We have used artificial selection to generate replicate large and small egg lines. Using in situ hybridization, we triple stained these embryos for mRNA of giant (gt), and even-skipped (eve), with Sytox green as a nuclear stain. We used some innovative software called PointCloudToolbox (http://bdtnp.lbl.gov/Fly-Net/bioimaging.jsp?w=software) to compare the eve stripe patterns between the divergently selected lines, as well as number of nuclei at the periphery for mitotic cycle 14 embryos. We found that there is genetic variation for eve stripe allometry segregating in natural populations of D. melanogaster. The phenotypic difference in stripe positioning between the selected lines is neither a spatially restricted shift, nor a coordinate shift of all stripes, but a monotonically increasing (i.e., allometric) shift along both A-P and D-V axes (Figure). Genetic variation for this buffered trait was produced in the absence of environmental or genetic perturbation, and therefore must not be entirely suppressed by the developmental canalization process. Also, cycle 14 nuclear number is not constant, but differs by a mean of more than 1000 nuclei as a correlated response to divergent selection for egg size. In addition, we have generated replicate Drosophila lines (from the same base population as the selected lines) with evolved differences in egg size as a result of reducing the temperature in which they were raised. Analysis of these lines is ongoing. We derived inbred sublines from the artificially selected populations and we are currently surveying these inbred sublines for eve stripe border position along with several gap gene expression domains.

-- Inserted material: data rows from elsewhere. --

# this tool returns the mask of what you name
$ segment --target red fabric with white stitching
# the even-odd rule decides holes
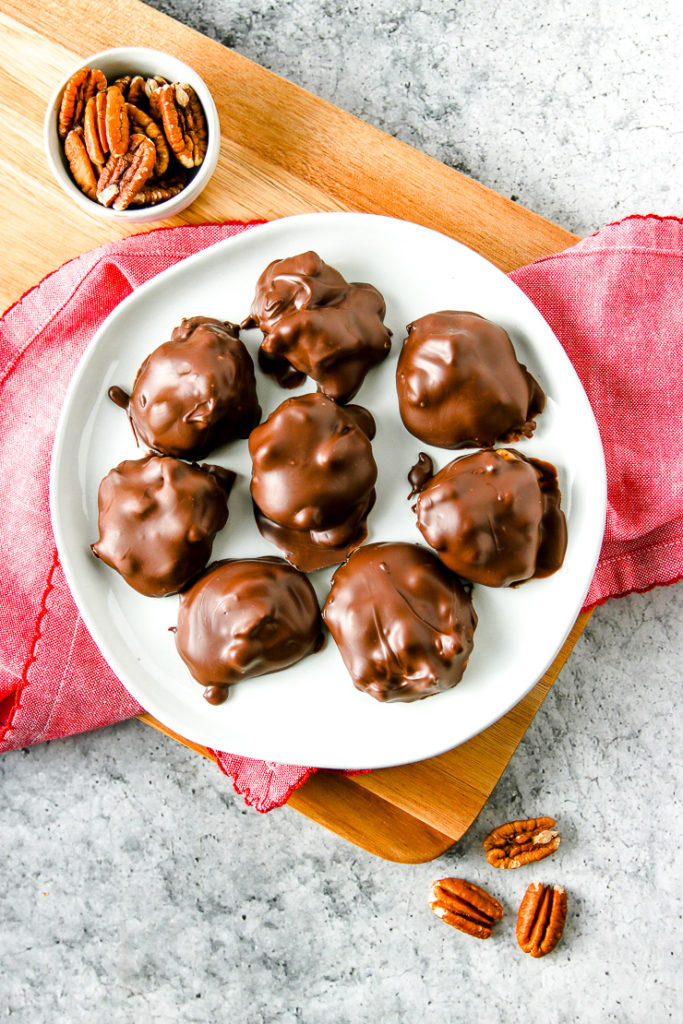
[[[0,752],[140,709],[78,615],[50,529],[48,473],[66,386],[95,330],[138,285],[244,230],[163,228],[67,263],[0,322]],[[683,223],[630,218],[512,274],[564,344],[608,468],[605,545],[588,603],[683,572]],[[311,769],[217,753],[260,811]]]

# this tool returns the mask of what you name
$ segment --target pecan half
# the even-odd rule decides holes
[[[82,128],[73,128],[69,132],[65,139],[65,154],[76,184],[88,199],[96,199],[97,175],[85,147]]]
[[[484,889],[464,879],[440,879],[432,886],[431,908],[446,925],[477,939],[489,939],[503,907]]]
[[[517,913],[517,942],[525,953],[545,956],[562,938],[567,894],[561,886],[532,882]]]
[[[126,104],[126,110],[128,112],[128,120],[130,121],[131,127],[134,131],[140,132],[142,135],[146,135],[147,138],[152,139],[157,151],[157,160],[155,161],[155,174],[157,177],[161,177],[168,170],[169,161],[171,155],[168,150],[168,142],[166,141],[166,136],[161,130],[154,118],[151,118],[148,114],[141,111],[138,106],[132,103]],[[179,190],[179,189],[178,189]],[[167,197],[170,199],[170,197]],[[157,200],[157,202],[160,202]]]
[[[102,206],[125,210],[144,187],[151,176],[157,151],[154,142],[135,132],[123,157],[110,157],[97,182],[97,199]]]
[[[197,93],[182,82],[163,85],[158,93],[168,144],[183,167],[199,167],[206,156],[208,133]]]
[[[130,140],[130,125],[123,92],[116,85],[106,90],[106,106],[104,109],[104,127],[106,144],[113,157],[123,157],[128,152]]]
[[[106,132],[104,135],[100,135],[100,109],[103,111],[106,109],[106,93],[98,92],[96,96],[91,96],[85,108],[85,116],[83,118],[83,138],[85,141],[85,147],[88,151],[88,156],[93,164],[97,164],[101,167],[106,160],[106,153],[109,151],[109,145],[106,143]]]
[[[486,860],[494,867],[521,867],[549,857],[560,845],[554,824],[555,818],[527,818],[499,825],[483,841]]]
[[[144,95],[147,97],[147,103],[150,106],[150,114],[152,114],[155,120],[159,121],[161,124],[161,109],[159,106],[159,90],[163,85],[168,85],[165,78],[161,75],[155,75],[154,78],[148,78],[144,83]]]
[[[122,78],[118,78],[114,84],[117,89],[121,90],[127,103],[139,106],[146,99],[144,79],[141,75],[124,75]]]
[[[106,88],[106,79],[97,68],[80,68],[67,82],[57,117],[57,131],[66,138],[83,120],[86,103]]]

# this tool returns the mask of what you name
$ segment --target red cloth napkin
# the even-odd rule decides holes
[[[54,547],[48,472],[88,341],[138,285],[245,224],[163,228],[67,263],[0,322],[0,752],[141,709],[76,610]],[[607,534],[587,606],[683,573],[683,222],[629,218],[512,278],[541,309],[595,411]],[[311,770],[216,752],[238,793],[279,807]]]

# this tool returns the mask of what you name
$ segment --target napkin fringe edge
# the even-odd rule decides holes
[[[24,696],[24,691],[29,685],[29,671],[31,669],[31,666],[37,660],[38,655],[36,654],[36,649],[38,647],[38,643],[42,636],[43,620],[47,614],[47,598],[54,587],[53,584],[54,573],[57,570],[58,564],[59,564],[59,556],[57,554],[57,549],[54,548],[52,552],[52,562],[47,571],[47,577],[45,578],[45,587],[43,589],[43,594],[40,599],[40,604],[38,606],[38,614],[36,615],[36,621],[33,627],[33,635],[31,637],[31,645],[29,647],[29,653],[22,668],[22,676],[19,678],[19,683],[16,689],[14,690],[14,703],[12,706],[11,711],[9,712],[7,721],[5,722],[4,725],[0,726],[0,746],[2,746],[2,744],[5,742],[7,736],[9,735],[9,733],[13,728],[14,718],[16,717],[16,713],[19,710],[22,703],[22,697]],[[38,742],[40,740],[38,740]]]

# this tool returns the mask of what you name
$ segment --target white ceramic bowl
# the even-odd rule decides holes
[[[69,162],[63,152],[63,142],[57,133],[57,116],[65,86],[79,68],[99,68],[110,84],[122,75],[133,74],[141,75],[143,78],[148,78],[153,75],[162,75],[169,82],[186,82],[188,85],[191,85],[204,108],[206,116],[208,129],[207,152],[195,176],[182,191],[174,196],[173,199],[169,199],[165,203],[158,203],[156,206],[135,207],[134,209],[119,211],[88,199],[78,187],[71,176]],[[102,50],[100,53],[84,57],[83,60],[79,61],[65,76],[63,80],[52,93],[47,111],[45,112],[43,142],[47,162],[57,184],[63,188],[67,195],[82,210],[95,217],[100,217],[102,220],[141,224],[153,220],[166,220],[168,217],[172,217],[173,214],[184,210],[185,207],[189,206],[197,199],[213,174],[218,161],[220,123],[218,121],[216,104],[203,79],[200,78],[196,71],[193,71],[191,68],[183,63],[182,60],[171,56],[170,53],[162,53],[161,50],[151,50],[144,46],[120,46],[116,49]]]

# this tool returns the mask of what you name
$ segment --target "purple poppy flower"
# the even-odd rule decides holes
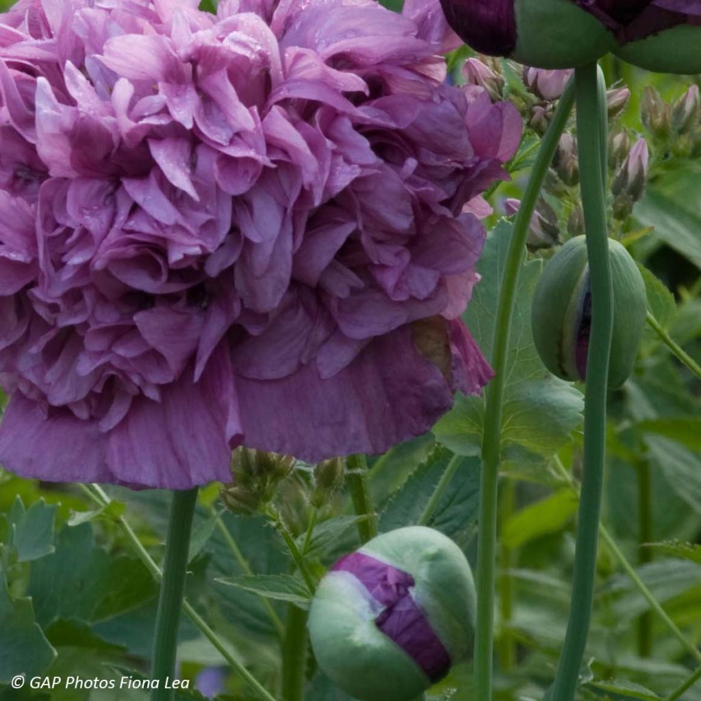
[[[678,27],[701,25],[700,0],[441,0],[457,34],[483,53],[538,68],[571,68]],[[681,46],[680,46],[680,43]],[[621,54],[661,70],[701,70],[698,36]],[[670,54],[665,56],[665,52]],[[639,52],[647,55],[641,56]]]
[[[0,27],[8,469],[185,489],[242,442],[383,451],[488,381],[466,205],[521,128],[443,84],[437,4],[20,0]]]
[[[701,24],[699,0],[576,0],[611,29],[621,44],[679,25]]]

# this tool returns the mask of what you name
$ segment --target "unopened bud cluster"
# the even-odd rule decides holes
[[[231,458],[232,482],[222,488],[222,501],[236,514],[263,510],[275,496],[279,484],[292,470],[294,459],[277,453],[237,448]]]
[[[314,487],[310,501],[320,509],[340,489],[346,479],[346,463],[341,458],[325,460],[314,468]]]

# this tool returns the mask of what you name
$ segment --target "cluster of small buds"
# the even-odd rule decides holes
[[[700,121],[699,86],[693,85],[672,107],[672,128],[677,134],[691,134],[698,130]]]
[[[325,460],[314,468],[314,489],[310,501],[315,509],[327,504],[343,485],[346,463],[341,458]]]
[[[237,448],[231,456],[232,482],[222,487],[224,505],[236,514],[264,510],[280,483],[292,470],[294,458],[250,448]]]
[[[569,132],[565,132],[560,137],[552,167],[560,179],[569,187],[574,187],[579,184],[577,139]]]
[[[562,96],[573,72],[571,69],[548,71],[524,66],[523,81],[532,93],[550,102]]]
[[[625,129],[617,129],[608,135],[608,167],[618,170],[627,158],[633,142]]]
[[[501,74],[498,59],[489,56],[468,58],[463,66],[463,78],[467,85],[484,88],[492,102],[503,99],[506,81]]]
[[[639,139],[630,149],[611,183],[613,194],[613,216],[625,219],[633,211],[633,205],[645,191],[650,168],[650,151],[647,142]]]
[[[626,87],[613,87],[606,90],[606,110],[610,120],[620,116],[630,100],[630,90]]]
[[[641,103],[643,125],[656,139],[666,139],[672,132],[672,106],[652,86],[647,86]]]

Drosophila Transcriptional Enhancers Evolution
Transcription factor binding sites (TFBS) turnover (i.e. lineage specific gain and loss) is a well-documented phenomenon in eukaryote cis-regulatory modules (CRM). The wide spread of the phenomenon and the appearance of conserved expression patterns for diverged orthologous CRM led to the standing view that the observed gain and loss of TFBS were functionally and selectively neutral.
To specifically test the neutral vs. selection hypotheses for the TFBS turnover process, we analyzed natural variation patterns within and between two closely related Drosophila species in a set of experimentally defined and validated TFBS dataset (http://redfly.ccr.buffalo.edu/). We found the patterns of divergence and polymorphism for two types of mutations -- those inferred to increase or decrease the binding affinity respectively-- are not compatible with a neutral hypothesis. Instead, multiple lines of evidence suggested that positive selection have contributed to gain as well as loss of TFBS in the two lineages, with purifying selection maintaining existing TFBS in the population. This finding challenges the prevailing neutral view of the TFBS turnover process, indicating that CRM function may experience constant pressures to adapt to both external environmental changes as well as internal genetic network alterations. However, the net change in CRM function will be highly constrained due to pleiotropic effects and essentiality of the gene function, resulting in a distinct short term vs. long term evolutionary dynamics.